I found this not only fascinating – a three-dimensional, perceptual colorspace from the 13th century!! – but also a source of renewed interest in creating the perfect perceptual colormaps by spiralling through CIELab.

My first attempt of colormap spiralling in CIELab, CubicYF, came to life by selecting hand-picked colours on CIELab colour charts at fixed lightness values (found in this document by Gernot Hoffmann). The process was described in this post, and you can see an animation of the spiral curve in CIELab space (created with the 3D color inspector plugin in ImageJ) in the video below:

Some time later, after reading this post by Rob Simmon (in particular the section on the NASA Ames Color Tool), and after an email exchange with Rob, I started tinkering with the idea of creating perceptual rainbow colormaps in CIELab programmatically, by using a helix curve or an Archimedean spiral, but reading Smithson et al. got me to try the logarithmic spiral.

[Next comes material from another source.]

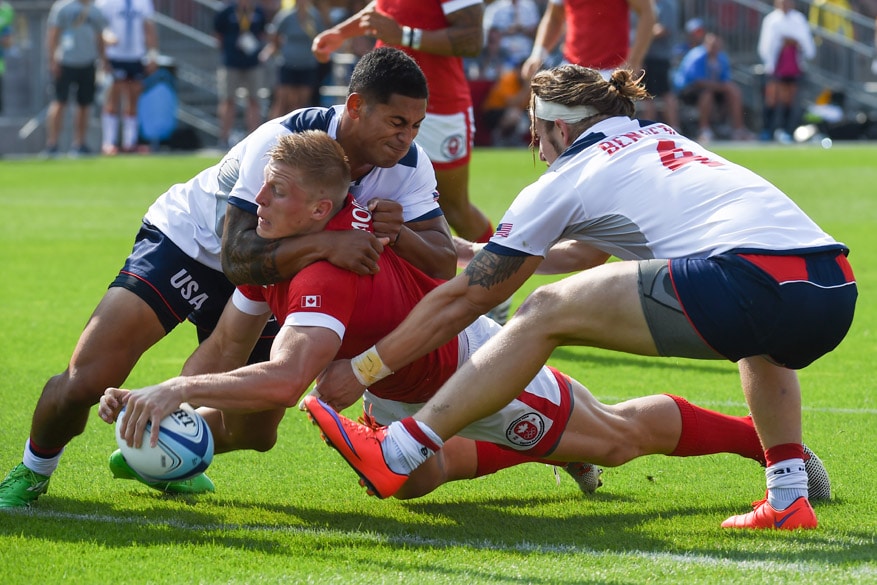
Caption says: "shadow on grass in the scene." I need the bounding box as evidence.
[551,346,736,374]
[0,492,874,568]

So I started my experiments with a warm-up and tried to replicate a Nautilus using a logarithmic spiral with a growth ratio equal to 0.1759. You may have read that the rate at which a Nautilus shell grows can be described by the golden ratio phi, but in fact the golden spiral constructed from a golden rectangle is not a Nautilus Spiral (as an aside, as I was playing with the code I recalled reading some time ago Golden spiral, a nice blog post (with lots of code) by Cleve Moler, creator of the first version of Matlab,  who simulated a golden spiral using a continuously expanding sequence of golden rectangles and inscribed quarter circles).

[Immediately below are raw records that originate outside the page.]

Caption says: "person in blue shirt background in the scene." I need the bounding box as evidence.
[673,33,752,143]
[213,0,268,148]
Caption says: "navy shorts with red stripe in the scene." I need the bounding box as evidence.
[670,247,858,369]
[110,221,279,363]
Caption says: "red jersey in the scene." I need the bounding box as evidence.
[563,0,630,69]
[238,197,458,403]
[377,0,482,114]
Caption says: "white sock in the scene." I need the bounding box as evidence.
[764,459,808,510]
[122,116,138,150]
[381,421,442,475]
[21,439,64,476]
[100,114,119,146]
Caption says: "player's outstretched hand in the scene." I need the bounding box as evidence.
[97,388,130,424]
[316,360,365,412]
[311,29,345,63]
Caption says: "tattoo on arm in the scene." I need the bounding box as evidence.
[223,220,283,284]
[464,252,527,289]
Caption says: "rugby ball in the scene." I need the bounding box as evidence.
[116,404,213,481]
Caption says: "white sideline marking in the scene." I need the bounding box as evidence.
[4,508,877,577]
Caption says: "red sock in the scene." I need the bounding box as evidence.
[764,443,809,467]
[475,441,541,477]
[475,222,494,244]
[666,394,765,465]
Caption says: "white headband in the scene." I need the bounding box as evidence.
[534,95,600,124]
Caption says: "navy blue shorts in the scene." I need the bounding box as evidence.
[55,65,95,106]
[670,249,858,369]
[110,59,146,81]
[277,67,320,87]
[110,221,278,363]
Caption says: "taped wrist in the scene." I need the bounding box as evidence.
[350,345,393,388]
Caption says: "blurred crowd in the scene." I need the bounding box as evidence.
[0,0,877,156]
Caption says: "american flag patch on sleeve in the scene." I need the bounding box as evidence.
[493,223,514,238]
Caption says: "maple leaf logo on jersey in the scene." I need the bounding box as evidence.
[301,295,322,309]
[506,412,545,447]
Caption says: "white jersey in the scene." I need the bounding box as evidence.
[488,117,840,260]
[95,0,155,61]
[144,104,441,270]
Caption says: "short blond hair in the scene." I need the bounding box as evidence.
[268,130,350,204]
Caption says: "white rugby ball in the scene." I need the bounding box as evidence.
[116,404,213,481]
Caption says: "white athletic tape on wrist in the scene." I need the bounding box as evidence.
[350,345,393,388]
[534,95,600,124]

My nautilus-like spiral, plotted in Figure 1, has a growth ratio of 0.1759 instead of the golden ratio of 1.618.

Figure 1: nautilus-like spiral with growth ratio = 0.1759

And here’s the colormap (I called it logspiral) I came up with after a couple of hours of hacking: as hue cycles from 360 to 90 degrees, chroma spirals outwardly (I used a logarithmic spiral with polar equation c1*exp(c2*h) with a growth ratio c2 of 0.3 and a constant c1 of 20), and lightness increases linearly from 30 to 90.

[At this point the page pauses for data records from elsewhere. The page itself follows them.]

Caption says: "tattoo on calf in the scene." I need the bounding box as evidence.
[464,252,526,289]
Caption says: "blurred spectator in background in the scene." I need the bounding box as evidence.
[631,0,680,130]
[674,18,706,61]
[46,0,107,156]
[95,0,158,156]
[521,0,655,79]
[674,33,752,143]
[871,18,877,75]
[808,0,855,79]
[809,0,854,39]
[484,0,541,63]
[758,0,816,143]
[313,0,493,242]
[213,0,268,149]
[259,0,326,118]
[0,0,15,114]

Figure 2 shows the trajectory in the 2D CIELab a-b plane; the colours shown are the final RGB colours. In Figure 3 the trajectory is shown in 3D CIELab space. The coloured lightness profiles were made using the Colormapline submission from the Matlab File Exchange.

Figure 2: logspiral colormap trajectory in CIELab a-b plane

Figure 3: logspiral colormap in CIELab 3D space

 

N.B. In creating logspiral, I was inspired by Figure 2 in the Nature Physics paper, but there are important differences in terms of colorspace, lightness profile and perception: I am not certain their polar coordinates are equivalent to Lightness, Chroma, and Hue, although they could; and, more importantly, the three-dimensional spirals based on Grosseteste’s colorpsace go from low lightness at low scattering angles to much higher values at mid scattering angles, and then drop again at high scattering angle (remember that these spirals describe real world rainbows), whereas lightness in logspiral lightness is strictly monotonically increasing.

In my next post I will share the Matlab code to generate a full set of logspiral colormaps sweeping the hue circle from different staring colours (and end colors) and also the slower-growing logarithmic spirals to make a set of monochromatic colormaps (similar to those in Figure 2 in the Nature Physics paper).